Factotum

Bent Hamer, USA, Norway, 2005, 94 minutes

"So, that's what they wanted: lies. Beautiful lies. That's what they needed. People were fools. It was going to be easy for me."

Long before Chuck Palahniuk concieved Tyler Durden, Charles Bukowski's semi-autobiographical hero Hank Chinaski was searching for the place of classical masculinity in modern America. He's the ultimate working man's anti-hero: alcoholic, misanthropic, eloquently insubordiate and a master of carnality. He rambles through life doing as he wishes, when he wishes and the devil with the consequences; living from day to day without worrying where the next meal is coming from; always writing, always drinking, always fucking. His search for an escape from commitment and obligation through liquor, loose women and dead end jobs is a stream of hellish anecdotes from a hard life. It's one of the classics of beat literature and a perennial favourite of those trying to get to grips with a world they think has no place for them.

Norwegian Bent Hamer's interpretation of Factotum is transposed from the '70s to the present day and it's an almost seamless swap; the timeless life of those on skid row - faded people living faded lives - is equally pertinent now as it was then, and the sweaty sickness of poverty is beautifully realised.

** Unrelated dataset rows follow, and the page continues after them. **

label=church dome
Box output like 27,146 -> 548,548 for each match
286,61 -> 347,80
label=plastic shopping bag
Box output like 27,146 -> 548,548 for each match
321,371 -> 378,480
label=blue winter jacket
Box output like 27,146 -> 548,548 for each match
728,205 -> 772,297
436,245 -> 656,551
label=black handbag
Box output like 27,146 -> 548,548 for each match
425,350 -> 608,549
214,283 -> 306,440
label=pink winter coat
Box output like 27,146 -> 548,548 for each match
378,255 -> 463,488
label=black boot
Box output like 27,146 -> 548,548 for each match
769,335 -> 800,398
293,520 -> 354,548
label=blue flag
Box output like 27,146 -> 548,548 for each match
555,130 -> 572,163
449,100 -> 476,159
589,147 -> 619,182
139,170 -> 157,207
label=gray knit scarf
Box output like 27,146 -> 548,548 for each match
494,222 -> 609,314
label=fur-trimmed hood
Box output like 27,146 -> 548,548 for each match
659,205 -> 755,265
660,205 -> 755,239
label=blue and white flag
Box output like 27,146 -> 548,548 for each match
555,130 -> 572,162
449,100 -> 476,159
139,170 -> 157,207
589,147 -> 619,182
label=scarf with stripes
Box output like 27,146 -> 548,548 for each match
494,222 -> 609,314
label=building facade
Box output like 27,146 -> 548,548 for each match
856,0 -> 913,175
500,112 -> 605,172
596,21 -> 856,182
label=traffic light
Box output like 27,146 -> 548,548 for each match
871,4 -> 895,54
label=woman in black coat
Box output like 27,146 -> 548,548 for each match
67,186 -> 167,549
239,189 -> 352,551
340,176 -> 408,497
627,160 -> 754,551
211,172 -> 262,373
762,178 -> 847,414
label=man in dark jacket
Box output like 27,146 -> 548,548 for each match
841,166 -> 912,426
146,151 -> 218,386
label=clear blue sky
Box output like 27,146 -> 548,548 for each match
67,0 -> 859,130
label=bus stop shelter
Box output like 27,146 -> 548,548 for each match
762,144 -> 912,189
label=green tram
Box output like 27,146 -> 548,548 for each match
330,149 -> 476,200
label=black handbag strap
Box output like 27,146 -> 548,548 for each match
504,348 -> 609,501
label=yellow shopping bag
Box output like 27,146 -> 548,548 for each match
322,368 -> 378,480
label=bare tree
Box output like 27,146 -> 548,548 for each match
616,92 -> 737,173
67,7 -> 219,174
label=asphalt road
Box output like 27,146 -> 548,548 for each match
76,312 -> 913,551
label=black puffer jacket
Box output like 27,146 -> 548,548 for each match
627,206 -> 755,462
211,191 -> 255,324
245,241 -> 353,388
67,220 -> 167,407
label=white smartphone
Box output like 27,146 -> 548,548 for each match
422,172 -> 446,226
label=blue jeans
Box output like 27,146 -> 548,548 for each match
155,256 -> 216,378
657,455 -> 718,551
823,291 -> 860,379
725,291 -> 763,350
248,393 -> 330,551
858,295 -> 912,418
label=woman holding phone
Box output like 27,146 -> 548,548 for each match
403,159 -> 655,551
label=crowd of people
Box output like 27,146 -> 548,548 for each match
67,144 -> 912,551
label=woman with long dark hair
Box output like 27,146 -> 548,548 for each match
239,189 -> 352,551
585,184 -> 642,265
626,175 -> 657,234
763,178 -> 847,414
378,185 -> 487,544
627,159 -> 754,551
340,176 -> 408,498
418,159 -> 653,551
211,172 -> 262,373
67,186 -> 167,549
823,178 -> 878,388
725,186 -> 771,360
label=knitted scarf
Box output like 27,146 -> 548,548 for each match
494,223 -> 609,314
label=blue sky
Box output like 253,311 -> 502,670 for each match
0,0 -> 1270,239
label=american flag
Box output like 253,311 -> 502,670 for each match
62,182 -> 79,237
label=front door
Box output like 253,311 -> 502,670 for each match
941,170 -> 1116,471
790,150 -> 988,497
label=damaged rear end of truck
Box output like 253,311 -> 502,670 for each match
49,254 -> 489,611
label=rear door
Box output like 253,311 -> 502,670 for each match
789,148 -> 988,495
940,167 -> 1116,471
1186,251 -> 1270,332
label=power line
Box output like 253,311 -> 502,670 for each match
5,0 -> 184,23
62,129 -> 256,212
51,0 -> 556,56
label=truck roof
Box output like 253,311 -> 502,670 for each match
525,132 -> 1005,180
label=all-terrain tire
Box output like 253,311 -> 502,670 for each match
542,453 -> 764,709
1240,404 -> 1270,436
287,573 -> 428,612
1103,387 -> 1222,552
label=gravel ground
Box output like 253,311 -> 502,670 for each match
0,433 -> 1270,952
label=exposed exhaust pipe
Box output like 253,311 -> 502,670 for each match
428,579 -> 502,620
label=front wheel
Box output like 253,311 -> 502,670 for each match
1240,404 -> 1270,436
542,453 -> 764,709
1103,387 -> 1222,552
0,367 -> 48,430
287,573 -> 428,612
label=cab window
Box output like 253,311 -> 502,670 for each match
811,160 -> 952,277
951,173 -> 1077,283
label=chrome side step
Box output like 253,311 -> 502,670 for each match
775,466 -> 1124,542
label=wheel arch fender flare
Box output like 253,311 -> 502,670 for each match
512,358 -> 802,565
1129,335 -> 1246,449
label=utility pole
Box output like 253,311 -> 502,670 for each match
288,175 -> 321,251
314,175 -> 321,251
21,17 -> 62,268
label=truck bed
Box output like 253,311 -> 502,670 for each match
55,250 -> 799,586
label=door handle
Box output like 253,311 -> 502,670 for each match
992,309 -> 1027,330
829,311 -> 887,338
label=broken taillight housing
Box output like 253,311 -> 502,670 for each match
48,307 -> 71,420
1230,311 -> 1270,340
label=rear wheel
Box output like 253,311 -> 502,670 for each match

Matt Dillon captures the poetic apathy and compulsive anti-authoritarian behaviour of Bukowski's hero brilliantly - his slightly swollen and sunburnt complexion tones down his good looks, but hones the primeval animal magnetism of Chinaski. Lili Taylor's and Marisa Tomei's protrayal of his barfly girlfriends - women who've passed their prime and fallen into a life of alcohol, cheap thrills and seedy johns - are similarly excellent.

For those who know and love Bukowski's prose Factotum is an excellent adaptation; Dillon captures the soul-sick Chinaski and Hamer presents us with a somewhat bleak, but accurate, recreation of a classic slice from America's rotting underbelly of discarded souls.